Promovido pela Polícia Militar do Acre (PMAC), seminário em Brasiléia reúne profissionais de segurança pública, gestores e organizações da sociedade civil
Autoridades e especialistas em segurança pública do Brasil, Bolívia e Peru participam do I Seminário Trinacional da Patrulha Maria da Penha – 2025, em Brasiléia (AC), com o intuito de fortalecer políticas públicas e alinhar estratégias conjuntas no enfrentamento à violência doméstica e familiar na Amazônia.
Com o tema “Proteção sem Fronteiras: Unindo Forças por uma Amazônia Livre da Violência contra a Mulher”, o evento de cooperação entre os países é promovido pela Polícia Militar do Acre (PMAC). Participam da iniciativa profissionais de segurança pública, gestores e organizações da sociedade civil.
A coordenadora de Prevenção às Violências contra as Mulheres da Secretaria Nacional de Segurança Pública (Senasp), Julia Mitiko Sakamoto, afirmou que a iniciativa demonstra o compromisso dos três países em transformar o combate à violência de gênero em prioridade de Estado.

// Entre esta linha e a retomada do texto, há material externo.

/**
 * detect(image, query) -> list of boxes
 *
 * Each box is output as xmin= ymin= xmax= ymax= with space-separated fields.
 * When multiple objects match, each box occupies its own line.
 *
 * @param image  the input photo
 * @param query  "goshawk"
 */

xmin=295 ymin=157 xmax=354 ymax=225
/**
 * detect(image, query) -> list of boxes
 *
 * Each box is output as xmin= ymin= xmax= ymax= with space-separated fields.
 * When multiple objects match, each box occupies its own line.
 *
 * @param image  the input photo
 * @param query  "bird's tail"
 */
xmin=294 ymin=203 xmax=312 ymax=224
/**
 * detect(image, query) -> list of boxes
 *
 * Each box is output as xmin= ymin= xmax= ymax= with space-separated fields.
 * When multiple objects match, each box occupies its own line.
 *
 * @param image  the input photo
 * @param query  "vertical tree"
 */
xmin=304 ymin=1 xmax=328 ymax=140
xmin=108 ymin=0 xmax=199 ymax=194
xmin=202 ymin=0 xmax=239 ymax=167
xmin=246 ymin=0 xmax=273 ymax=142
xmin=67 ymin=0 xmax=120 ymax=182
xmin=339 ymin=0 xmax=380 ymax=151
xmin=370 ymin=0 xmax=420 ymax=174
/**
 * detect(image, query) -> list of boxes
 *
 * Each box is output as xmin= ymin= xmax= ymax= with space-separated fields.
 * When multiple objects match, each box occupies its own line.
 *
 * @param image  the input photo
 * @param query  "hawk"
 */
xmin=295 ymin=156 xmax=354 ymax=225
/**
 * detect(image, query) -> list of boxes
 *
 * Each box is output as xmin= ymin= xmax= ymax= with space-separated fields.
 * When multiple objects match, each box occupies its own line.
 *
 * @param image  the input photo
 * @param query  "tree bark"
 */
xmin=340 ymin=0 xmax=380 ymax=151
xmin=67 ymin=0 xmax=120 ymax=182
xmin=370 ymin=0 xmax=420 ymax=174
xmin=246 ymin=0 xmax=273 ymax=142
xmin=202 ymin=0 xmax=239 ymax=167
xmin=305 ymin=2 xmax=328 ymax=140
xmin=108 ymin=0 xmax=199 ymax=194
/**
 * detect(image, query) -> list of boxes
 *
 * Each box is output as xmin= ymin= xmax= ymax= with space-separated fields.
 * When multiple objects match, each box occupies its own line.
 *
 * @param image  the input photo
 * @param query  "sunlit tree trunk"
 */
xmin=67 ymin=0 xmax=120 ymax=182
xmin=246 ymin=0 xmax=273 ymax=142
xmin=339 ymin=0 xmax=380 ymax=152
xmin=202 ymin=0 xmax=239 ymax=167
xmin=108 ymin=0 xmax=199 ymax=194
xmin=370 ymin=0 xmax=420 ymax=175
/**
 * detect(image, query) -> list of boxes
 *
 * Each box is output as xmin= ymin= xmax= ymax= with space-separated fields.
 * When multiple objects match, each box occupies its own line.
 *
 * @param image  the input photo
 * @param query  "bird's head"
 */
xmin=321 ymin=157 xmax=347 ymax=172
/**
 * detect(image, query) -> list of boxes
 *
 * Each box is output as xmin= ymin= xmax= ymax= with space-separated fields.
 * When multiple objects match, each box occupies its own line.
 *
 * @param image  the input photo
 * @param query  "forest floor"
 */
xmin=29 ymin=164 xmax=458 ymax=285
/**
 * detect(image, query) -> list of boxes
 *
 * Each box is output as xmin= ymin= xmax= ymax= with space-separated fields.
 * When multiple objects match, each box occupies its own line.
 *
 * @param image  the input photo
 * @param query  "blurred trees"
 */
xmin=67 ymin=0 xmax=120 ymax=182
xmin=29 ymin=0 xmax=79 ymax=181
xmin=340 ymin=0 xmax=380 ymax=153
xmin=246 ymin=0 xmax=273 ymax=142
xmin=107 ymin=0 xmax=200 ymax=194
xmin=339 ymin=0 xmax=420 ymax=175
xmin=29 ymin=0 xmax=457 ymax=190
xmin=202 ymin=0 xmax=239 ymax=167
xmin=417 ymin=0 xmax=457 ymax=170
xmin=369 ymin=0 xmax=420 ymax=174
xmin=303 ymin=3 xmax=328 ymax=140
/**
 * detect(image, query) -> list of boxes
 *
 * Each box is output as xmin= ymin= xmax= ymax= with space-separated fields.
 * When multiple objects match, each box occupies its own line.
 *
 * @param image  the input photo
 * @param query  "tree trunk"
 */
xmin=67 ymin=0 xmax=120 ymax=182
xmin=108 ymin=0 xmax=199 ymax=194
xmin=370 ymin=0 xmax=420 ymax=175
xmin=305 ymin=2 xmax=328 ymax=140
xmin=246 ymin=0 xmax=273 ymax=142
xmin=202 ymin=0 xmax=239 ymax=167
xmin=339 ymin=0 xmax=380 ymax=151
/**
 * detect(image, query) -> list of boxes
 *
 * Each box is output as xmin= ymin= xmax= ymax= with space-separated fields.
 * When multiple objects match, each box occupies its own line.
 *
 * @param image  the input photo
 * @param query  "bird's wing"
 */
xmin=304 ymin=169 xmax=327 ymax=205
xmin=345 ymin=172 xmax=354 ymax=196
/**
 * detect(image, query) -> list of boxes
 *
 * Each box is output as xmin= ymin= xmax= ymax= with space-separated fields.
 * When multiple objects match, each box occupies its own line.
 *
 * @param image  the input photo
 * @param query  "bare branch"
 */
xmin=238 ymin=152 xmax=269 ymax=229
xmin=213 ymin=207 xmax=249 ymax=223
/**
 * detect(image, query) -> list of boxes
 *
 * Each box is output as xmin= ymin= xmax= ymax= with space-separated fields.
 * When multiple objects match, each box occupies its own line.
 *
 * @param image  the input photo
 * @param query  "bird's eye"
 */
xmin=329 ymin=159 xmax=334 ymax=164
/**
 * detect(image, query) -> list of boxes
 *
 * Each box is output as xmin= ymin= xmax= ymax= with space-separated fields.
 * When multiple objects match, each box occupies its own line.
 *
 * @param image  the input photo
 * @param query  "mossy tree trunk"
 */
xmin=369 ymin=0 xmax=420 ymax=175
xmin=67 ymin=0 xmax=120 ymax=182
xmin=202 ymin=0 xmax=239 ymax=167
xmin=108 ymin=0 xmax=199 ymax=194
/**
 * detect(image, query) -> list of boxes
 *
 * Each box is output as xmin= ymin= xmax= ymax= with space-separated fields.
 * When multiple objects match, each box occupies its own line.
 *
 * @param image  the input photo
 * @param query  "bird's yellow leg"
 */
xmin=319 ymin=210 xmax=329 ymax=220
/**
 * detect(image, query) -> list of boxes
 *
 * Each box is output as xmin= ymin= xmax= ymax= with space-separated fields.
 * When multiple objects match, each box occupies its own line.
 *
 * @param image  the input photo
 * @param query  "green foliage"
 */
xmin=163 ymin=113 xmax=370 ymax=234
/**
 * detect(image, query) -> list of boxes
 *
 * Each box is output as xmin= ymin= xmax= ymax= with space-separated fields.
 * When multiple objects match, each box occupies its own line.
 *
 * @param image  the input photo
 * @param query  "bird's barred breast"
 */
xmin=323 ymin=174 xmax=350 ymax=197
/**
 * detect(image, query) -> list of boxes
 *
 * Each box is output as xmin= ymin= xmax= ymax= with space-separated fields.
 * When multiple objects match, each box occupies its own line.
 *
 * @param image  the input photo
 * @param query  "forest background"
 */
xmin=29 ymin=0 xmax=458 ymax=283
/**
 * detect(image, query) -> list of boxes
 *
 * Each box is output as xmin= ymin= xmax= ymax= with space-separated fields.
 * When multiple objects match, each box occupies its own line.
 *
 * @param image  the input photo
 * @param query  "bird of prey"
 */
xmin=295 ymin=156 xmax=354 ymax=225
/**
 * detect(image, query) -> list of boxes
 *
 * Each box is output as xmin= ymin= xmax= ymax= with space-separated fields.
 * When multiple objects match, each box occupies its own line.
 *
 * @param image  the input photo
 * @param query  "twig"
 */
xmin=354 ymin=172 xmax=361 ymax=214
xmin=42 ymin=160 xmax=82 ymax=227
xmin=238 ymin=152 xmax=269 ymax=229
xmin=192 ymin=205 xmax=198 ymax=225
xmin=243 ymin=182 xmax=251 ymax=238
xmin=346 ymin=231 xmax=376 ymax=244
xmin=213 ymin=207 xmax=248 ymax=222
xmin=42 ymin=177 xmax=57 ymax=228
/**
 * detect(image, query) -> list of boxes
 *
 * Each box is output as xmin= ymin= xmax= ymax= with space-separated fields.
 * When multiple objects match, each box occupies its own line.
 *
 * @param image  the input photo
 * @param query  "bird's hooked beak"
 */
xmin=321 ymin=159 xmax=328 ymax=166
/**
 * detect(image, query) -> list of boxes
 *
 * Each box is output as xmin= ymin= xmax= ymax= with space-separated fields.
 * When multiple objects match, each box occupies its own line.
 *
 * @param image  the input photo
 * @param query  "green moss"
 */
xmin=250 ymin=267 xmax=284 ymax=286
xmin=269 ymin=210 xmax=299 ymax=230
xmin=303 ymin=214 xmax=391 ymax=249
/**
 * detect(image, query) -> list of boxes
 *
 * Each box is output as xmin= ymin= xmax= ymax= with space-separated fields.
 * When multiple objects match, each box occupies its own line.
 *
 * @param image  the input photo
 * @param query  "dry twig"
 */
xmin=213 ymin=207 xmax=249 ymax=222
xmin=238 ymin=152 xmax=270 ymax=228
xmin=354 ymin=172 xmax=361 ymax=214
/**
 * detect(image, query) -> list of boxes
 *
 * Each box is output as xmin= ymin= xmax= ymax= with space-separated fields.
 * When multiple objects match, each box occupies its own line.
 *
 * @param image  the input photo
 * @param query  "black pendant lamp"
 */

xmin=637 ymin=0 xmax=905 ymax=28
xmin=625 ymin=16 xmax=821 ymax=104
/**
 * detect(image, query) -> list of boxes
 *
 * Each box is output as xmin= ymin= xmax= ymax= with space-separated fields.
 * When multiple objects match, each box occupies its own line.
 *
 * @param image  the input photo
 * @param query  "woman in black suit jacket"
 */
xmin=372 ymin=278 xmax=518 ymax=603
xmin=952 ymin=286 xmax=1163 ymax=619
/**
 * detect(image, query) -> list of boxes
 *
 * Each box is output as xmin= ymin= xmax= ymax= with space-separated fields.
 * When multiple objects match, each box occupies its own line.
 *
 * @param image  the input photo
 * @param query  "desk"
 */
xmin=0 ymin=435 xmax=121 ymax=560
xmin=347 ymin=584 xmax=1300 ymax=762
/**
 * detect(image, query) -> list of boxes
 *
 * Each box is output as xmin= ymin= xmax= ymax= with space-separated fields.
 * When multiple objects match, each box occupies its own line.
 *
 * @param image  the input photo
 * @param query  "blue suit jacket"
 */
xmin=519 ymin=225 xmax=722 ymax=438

“A cooperação entre países é essencial. As Patrulhas Maria da Penha já mostram resultados concretos na redução da reincidência da violência doméstica, na prevenção do feminicídio e no fortalecimento da rede de proteção às vítimas”, destacou Sakamoto, que representou o Ministério da Justiça e Segurança Pública (MJSP) na abertura do seminário.
A comandante-geral da PMAC, Marta Renata da Silva Freitas Alves, reforçou que o seminário é um espaço de escuta e construção coletiva. “Aqui conseguimos reunir todos os atores envolvidos e pensar em ações que realmente façam diferença na vida das mulheres. O objetivo é transformar o debate em medidas práticas para reduzir a violência, seja no ambiente doméstico, familiar ou na sociedade em geral”, observou.
As Patrulhas Maria da Penha foram criadas para atender e acompanhar mulheres e meninas vítimas de violência doméstica e familiar. Compostas por policiais capacitados para atuar na prevenção, fiscalização de medidas protetivas e apoio às vítimas, desempenham papel estratégico ao reduzir o risco de reincidência, garantir o cumprimento das decisões judiciais e aumentar a sensação de segurança das mulheres atendidas.